What causes Jupiter to have two different magnetic South poles and one magnetic North pole?
Have you ever looked at the magnetic field topology of the Sun during solar maximum? It looks like lots of little dipoles, quadrapoles, octapoles, etc. on the surface with little semblance of something like a global dipole geometry. However, the convenient thing is that the higher order multipole moments fall off faster with radial distance than the dipole field, so at large distances the magnetic field starts to come closer to something like a dipole (it's still extremely messy).
The Jovian magnetic field is similar to the sun in that it exhibits significant higher order multipole moments like the quadrapole and octapole moments. This can result in rather unusual looking field geometries compared to a simple dipole.
Does this mean two magnetic South poles have the same magnetic North pole? (I'm assuming so because otherwise I see a weird monopole appearing even though they are not forbidden by nature)
No, there's no monopole moment of which we are aware. When higher order moments become significant, the field geometry can become very complicated, however, giving us what Juno has found.
If one can approximate Earth's magnetic field with an enormous bar magnet, how should one approximate Jupiter's magnetic field to have a simpler picture?

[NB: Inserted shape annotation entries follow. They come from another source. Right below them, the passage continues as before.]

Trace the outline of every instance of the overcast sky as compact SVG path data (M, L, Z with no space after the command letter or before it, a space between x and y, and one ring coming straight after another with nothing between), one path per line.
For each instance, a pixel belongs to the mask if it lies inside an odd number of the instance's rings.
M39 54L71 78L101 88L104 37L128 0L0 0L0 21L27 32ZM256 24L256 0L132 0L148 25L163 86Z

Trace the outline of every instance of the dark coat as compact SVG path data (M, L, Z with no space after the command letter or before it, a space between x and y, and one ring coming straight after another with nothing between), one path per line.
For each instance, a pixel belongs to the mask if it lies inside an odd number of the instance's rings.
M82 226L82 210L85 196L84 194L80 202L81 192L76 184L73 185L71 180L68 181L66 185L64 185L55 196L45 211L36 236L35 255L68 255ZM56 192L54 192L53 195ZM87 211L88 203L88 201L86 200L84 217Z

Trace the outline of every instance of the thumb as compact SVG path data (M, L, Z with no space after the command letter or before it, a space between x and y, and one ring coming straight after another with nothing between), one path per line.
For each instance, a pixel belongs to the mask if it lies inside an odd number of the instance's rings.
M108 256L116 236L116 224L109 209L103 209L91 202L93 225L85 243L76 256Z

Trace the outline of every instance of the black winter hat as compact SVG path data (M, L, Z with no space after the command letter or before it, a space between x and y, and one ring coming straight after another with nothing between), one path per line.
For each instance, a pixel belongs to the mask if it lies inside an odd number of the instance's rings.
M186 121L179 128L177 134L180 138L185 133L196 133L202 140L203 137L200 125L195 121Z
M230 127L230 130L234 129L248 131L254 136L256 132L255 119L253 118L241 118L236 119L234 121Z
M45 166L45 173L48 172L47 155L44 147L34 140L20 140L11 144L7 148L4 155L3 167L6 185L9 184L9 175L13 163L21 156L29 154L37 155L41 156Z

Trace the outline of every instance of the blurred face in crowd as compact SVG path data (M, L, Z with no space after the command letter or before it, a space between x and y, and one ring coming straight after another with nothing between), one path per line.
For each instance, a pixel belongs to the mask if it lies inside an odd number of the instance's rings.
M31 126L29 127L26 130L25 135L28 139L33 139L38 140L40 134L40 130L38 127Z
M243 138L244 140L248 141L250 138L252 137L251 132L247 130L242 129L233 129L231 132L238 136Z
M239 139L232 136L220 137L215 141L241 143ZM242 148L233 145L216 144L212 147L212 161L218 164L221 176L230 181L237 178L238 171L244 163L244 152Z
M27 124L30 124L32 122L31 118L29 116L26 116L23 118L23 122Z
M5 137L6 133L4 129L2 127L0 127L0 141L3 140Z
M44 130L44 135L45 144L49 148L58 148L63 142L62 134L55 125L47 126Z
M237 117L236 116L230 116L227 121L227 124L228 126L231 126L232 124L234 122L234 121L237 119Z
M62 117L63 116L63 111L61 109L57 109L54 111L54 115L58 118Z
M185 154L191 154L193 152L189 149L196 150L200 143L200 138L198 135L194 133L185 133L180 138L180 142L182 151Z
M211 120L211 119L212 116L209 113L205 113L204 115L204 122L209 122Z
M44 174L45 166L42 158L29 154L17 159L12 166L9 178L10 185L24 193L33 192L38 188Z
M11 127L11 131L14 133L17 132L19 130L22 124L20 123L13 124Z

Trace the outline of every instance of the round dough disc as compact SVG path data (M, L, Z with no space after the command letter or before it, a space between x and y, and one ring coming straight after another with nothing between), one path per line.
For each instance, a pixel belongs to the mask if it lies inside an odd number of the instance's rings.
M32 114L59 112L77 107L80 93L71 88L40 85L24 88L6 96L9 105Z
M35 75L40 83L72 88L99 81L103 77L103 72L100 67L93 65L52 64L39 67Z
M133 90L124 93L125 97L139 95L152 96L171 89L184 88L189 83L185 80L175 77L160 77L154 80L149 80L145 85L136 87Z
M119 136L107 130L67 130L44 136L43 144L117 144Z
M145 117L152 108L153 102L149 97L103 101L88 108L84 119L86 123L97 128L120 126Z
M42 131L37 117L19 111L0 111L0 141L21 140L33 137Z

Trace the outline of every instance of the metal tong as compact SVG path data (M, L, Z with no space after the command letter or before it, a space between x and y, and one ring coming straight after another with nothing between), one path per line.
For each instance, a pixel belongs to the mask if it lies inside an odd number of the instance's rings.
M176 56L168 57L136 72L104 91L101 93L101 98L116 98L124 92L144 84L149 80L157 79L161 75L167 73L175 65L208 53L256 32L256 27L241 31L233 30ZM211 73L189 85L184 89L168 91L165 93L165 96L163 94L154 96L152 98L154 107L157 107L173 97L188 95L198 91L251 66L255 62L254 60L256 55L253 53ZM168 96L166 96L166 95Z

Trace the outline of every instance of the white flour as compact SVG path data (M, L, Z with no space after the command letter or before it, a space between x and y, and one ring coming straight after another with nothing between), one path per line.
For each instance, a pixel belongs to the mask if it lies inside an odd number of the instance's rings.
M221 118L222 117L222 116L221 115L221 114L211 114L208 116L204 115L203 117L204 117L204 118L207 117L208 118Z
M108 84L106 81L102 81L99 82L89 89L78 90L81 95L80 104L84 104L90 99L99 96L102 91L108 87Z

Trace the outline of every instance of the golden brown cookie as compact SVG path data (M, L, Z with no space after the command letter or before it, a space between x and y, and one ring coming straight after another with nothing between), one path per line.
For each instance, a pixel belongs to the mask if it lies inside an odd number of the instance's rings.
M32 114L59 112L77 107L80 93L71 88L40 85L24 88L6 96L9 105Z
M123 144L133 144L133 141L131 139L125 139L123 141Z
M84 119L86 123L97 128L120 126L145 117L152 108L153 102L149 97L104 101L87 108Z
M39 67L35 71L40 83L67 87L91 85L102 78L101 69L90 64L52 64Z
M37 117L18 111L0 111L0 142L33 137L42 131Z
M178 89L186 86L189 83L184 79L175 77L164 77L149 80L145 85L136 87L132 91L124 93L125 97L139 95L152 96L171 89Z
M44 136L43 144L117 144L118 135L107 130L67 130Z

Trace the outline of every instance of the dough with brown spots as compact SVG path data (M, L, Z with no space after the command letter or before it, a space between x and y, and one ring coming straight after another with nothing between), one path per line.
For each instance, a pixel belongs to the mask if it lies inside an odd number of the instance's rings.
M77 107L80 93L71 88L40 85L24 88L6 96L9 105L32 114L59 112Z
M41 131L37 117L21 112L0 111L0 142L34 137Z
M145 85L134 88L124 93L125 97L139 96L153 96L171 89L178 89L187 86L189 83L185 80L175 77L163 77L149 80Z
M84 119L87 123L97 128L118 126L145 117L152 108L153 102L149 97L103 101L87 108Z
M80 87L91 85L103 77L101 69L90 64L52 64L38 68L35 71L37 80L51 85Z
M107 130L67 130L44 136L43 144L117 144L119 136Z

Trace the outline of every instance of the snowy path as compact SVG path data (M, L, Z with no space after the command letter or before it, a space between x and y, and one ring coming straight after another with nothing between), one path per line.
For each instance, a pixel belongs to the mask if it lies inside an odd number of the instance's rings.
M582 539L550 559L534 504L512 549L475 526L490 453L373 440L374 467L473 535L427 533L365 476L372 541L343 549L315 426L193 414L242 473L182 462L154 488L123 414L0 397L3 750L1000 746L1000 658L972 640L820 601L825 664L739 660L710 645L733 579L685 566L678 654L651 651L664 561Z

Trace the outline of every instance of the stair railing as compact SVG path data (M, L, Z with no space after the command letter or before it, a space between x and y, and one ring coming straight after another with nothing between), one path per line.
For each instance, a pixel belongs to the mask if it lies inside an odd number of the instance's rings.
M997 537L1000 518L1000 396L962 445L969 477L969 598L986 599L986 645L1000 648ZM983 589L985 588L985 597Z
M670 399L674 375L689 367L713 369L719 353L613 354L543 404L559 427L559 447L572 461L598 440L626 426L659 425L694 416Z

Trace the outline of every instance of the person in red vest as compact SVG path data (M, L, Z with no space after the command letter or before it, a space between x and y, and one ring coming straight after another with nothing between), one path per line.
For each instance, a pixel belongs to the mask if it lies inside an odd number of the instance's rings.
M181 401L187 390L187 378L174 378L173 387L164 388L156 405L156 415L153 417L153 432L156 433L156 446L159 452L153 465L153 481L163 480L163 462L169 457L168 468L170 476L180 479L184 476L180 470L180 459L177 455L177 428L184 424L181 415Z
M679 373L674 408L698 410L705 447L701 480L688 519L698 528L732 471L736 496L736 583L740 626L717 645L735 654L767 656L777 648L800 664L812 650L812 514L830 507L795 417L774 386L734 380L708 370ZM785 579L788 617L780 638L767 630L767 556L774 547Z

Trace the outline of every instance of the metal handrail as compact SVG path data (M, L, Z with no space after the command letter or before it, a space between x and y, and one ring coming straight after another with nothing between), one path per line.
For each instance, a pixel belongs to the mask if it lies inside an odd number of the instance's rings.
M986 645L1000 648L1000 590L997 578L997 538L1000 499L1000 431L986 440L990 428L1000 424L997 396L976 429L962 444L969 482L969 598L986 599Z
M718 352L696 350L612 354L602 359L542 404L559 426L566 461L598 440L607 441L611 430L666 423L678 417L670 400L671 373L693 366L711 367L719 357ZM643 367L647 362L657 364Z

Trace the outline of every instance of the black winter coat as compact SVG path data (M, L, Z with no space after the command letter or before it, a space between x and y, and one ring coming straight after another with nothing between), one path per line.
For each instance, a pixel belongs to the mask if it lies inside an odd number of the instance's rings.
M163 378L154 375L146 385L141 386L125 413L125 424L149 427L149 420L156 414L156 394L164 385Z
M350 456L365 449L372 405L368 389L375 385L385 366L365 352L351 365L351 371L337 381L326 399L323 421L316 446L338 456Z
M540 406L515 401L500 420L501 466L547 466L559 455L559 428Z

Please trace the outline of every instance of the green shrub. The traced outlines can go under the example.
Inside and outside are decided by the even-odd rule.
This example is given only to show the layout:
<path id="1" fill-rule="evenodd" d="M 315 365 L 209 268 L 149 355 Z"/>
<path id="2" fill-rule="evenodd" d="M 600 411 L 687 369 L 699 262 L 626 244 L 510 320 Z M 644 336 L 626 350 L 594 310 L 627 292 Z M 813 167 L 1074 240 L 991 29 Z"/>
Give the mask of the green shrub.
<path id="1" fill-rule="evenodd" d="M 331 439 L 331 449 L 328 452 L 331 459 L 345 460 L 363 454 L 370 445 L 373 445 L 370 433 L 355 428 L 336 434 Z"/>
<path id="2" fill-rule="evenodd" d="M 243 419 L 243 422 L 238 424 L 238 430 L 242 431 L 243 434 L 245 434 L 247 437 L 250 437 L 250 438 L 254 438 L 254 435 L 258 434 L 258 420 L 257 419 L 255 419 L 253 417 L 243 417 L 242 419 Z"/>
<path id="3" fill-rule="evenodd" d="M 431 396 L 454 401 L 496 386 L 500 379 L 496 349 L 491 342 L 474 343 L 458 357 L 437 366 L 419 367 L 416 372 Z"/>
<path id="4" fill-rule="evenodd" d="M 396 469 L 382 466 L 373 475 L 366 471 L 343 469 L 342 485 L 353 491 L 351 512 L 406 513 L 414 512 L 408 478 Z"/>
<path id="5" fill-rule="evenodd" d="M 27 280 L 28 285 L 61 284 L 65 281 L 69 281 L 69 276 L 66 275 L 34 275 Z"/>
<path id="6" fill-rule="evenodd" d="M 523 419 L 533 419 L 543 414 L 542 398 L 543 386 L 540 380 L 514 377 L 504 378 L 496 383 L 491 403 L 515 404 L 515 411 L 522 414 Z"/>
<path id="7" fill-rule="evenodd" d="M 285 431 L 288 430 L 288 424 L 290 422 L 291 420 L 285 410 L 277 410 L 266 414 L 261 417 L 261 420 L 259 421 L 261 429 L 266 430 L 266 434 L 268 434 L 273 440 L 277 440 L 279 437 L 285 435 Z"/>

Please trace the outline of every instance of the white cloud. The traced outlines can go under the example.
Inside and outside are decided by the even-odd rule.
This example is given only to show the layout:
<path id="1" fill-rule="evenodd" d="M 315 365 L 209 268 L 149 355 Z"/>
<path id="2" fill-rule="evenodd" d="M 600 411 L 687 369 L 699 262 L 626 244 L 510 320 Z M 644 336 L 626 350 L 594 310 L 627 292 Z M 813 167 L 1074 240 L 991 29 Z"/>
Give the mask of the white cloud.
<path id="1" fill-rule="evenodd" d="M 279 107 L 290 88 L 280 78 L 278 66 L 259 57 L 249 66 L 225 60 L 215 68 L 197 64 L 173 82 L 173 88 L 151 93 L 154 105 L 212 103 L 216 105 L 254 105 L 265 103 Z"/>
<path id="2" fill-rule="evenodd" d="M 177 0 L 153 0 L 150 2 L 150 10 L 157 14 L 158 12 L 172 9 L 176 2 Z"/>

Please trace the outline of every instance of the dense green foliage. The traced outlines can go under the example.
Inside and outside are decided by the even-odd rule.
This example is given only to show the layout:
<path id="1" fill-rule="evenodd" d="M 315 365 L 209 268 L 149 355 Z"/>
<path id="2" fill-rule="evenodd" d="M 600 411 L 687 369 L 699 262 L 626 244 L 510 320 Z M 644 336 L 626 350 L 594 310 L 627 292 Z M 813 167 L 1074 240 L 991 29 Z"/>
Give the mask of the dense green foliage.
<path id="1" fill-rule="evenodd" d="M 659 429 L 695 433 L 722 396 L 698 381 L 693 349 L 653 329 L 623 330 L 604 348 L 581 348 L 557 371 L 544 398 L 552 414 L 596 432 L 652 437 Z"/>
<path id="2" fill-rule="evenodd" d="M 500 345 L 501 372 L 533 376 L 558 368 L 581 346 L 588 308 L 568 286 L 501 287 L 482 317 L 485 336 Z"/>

Technically, you can only approximate Earth's magnetic field as being like a dipole bar magnet at large distances from the surface. There are large deviations from a strict dipole geometry like the South Atlantic Anomaly, which result from multipole moments like on Jupiter and the Sun. Again, these decrease in magnitude much faster than the dipole moment, so far from the source the global magnetic field of Earth kind of looks like a dipole. It is technically called a stretched dipole because the supersonic solar wind distorts it, but from ~1-6 Earth radii from the surface the field geometry usually looks like a dipole (except during a geomagnetic storm).